At this time of year, we seem to be bombarded with coughs and snot at every turn. Here are some tips for keeping your family healthy during cold and flu season and all year-round.

  1. Limit sugar consumption.

Several clinical studies have shown sugar consumption to physically inhibit immune function for a significant period of time. The impairment of immune function is said to begin less than 30 minutes after sugar ingestion and remain that way for more than five hours!! The height of immune suppression was typically two hours after consumption when the function of white blood cells was lowered by as much as 50%. Importantly, studies showed that more sugar meant greater immune suppression. Even the simple sugar found in fruit juice may inhibit immunity so be mindful of how much sugar is being regularly consumed. If your little one is already fighting an infection, give their immune system a helping hand by avoiding added sugar altogether until they are well.

  1. Eat a rainbow.

In terms of diet, focus on eating plenty of fresh veggies, whole fruits, nuts, seeds, legumes, eggs, and meat. Eating colourful fresh whole fruits and vegetables high in antioxidants is an important part of maintaining good immune system function.

  1. Support your child’s gut microbiota!

Did you know that 70-80% of our immune system is located in the gut?
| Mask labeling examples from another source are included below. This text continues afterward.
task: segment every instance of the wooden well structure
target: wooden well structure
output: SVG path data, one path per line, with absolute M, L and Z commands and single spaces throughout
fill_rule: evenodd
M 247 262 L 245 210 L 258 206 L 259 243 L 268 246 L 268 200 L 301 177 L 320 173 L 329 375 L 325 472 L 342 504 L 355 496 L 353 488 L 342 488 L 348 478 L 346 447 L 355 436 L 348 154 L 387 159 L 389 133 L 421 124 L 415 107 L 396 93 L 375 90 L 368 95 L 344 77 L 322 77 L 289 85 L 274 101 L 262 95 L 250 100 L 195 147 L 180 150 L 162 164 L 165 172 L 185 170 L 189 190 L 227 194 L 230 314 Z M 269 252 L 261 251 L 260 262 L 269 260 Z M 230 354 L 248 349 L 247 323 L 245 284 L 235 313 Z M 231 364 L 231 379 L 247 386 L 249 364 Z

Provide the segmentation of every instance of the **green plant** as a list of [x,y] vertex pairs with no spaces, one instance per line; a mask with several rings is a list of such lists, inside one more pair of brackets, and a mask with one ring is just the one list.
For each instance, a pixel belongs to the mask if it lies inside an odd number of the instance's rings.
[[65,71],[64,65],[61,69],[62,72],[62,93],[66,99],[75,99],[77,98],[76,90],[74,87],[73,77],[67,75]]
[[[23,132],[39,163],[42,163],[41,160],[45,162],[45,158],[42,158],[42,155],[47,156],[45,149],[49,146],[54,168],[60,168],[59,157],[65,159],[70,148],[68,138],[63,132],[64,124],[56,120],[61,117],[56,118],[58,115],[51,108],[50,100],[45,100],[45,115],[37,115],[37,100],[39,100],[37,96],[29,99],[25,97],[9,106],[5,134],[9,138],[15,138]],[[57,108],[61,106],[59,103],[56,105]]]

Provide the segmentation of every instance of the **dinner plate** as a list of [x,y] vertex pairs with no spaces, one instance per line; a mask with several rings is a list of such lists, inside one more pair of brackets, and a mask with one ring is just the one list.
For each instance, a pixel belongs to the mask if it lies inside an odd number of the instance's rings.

The friendly bacteria that naturally occur in our gut have many functions including helping us to digest food, assisting in the clearance of toxins and shielding us from other bacteria and viruses. When the bacterial balance is disrupted our immune system can be compromised. Antibiotic use is one common way that this balance can be disturbed. I generally recommend starting children on a probiotic beneficial bacteria supplement containing a combination of lactobacillus and bifidobacteria strains. Dosage between 5 and 20 billion CFUs per day depending on age and medical history. Eating fermented veggies, like raw sauerkraut, is an even better way to support the gut mircobiome and a great habit to get started with your kids early in life.

  1. Sleep

While sometimes easier said than done, ensuring your child gets plenty of restorative sleep is vitally important for their immune health. Studies have shown that sleep loss causes changes to the system that regulates our immune defence. In addition, some of these changes appear to be long-term. Since electromagnetic frequency has also been shown to affect sleep quality, make sure any electrical devices in your child’s room are unplugged. For proper secretion of our sleep hormone, melatonin, children should sleep in the dark, without a night-light. If your child must use a night-light opt for a red hue rather than blue. Similarly, ban the use of stimulating bluescreen iPads and tablets for a minimum of 2 hours before sleep.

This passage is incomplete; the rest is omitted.